Brutto prima di ogni altra cosa perché in questo periodo, o meglio da molto tempo, non riesco a comunicare con la mia figlia maggiore. Abbiamo passato molti brutti momenti in questi ultimi quattro o cinque anni, momenti in cui abbiamo litigato, in cui non ci siamo parlate, in cui mi sono disperata ed ho pianto ed ho fatto di tutto per scuoterla, per aiutarla a venir fuori dalle sue ossessioni, per guidarla sulla strada giusta, senza mai raggiungere il mio scopo se non quando qualcun altro ha deciso per lei… ci sono stati giorni, settimane intere in cui non ci siamo quasi rivolte parola, in cui ho voluto aspettare che fosse lei a fare il primo passo visto che per tutta la vita sono stata io a farlo, ma ho sofferto come un cane in quell’attesa infinita. Ci sono stati tanti giorni "no" nella nostra vita di mamma e figlia… ma sento questo come il peggiore, quello in cui la mia impotenza è totale, in cui non sono capace neanche di offrirle una spalla su cui piangere, semplicemente perché lei né ammette di averne bisogno, né tantomeno la accetterebbe. Ieri sera è uscita finalmente con un gruppetto di persone, carina e disinvolta come poche altre volte, salutandomi a malapena con un veloce ciao, niente baci, niente mamma come sto, niente di tutto ciò che vorrei. Me la sono cercata? In parte forse sì. So bene che si sente offesa per quello che le ho detto pochi giorni fa, e sicuramente sono stata più dura di quel che volevo visto che ero furiosa per il suo comportamento, ma più che per rabbia ho agito per il bisogno ed il desiderio di scuoterla, di metterla di fronte alla sua realtà di ventenne che sta vivendo la sua età attaccata a sogni assurdi anziché cercare di costruirsi intorno un mondo reale, concreto, fatto di amicizie conquistate e non create in chat, fatto di piccoli mattoni messi su uno alla volta, uno accanto all’altro a costruire un muro solido e non un castello di carte fatto di fantasie romantiche che non hanno niente a che vedere con la realtà… Lei non sa quanto la capisco e quanto ho paura per lei, per la sua fragilità, per la sua incredibile predisposizione ad attaccarsi alle persone sbagliate ed alla sua incapacità di staccarsene anche quando la deludono… continuo ad aspettare che apra gli occhi, che cresca seriamente e non solo anagraficamente, che accetti il fatto che isolarsi volontariamente  dal mondo per quattro anni è stato un errore gravissimo, che sta pagando in prima persona, ma che è ancora in tempo a rimediare… se lo vuole.

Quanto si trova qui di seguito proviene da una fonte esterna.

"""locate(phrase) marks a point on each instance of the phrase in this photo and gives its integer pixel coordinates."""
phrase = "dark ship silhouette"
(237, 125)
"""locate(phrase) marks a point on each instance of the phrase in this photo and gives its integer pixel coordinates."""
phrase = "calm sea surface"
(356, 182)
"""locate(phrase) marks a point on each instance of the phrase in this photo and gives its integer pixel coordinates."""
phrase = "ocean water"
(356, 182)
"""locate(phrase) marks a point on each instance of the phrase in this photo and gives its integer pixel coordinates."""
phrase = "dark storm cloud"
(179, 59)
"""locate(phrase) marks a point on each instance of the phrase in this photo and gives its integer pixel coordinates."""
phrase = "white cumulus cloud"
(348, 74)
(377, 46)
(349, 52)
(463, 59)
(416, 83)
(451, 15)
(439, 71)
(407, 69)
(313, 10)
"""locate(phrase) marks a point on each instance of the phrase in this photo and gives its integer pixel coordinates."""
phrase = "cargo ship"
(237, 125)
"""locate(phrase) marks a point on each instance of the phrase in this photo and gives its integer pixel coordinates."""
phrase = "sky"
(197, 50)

Poi c’è il turbamento della mia figlia più piccola. Si è comportata da persona matura affrontando una situazione molto delicata, per rimanere poi terribilmente delusa proprio dalla persona adulta a cui si era rivolta e dalla quale si aspettava aiuto. Ho passato il pomeriggio di ieri a rassicurarla sul fatto che lei non ha sbagliato come crede, che non ci saranno conseguenze e che tutto svanirà in una bolla di sapone, ed abbiamo guardato insieme un film che a lei piace molto, per starle vicino, per distrarci entrambe,  ma ho covato per tutto il pomeriggio rabbia e delusione nei confronti di quel mondo minaccioso, ricattatorio, aggressivo, despota che le sembra in questo momento il mondo degli adulti… e come darle torto?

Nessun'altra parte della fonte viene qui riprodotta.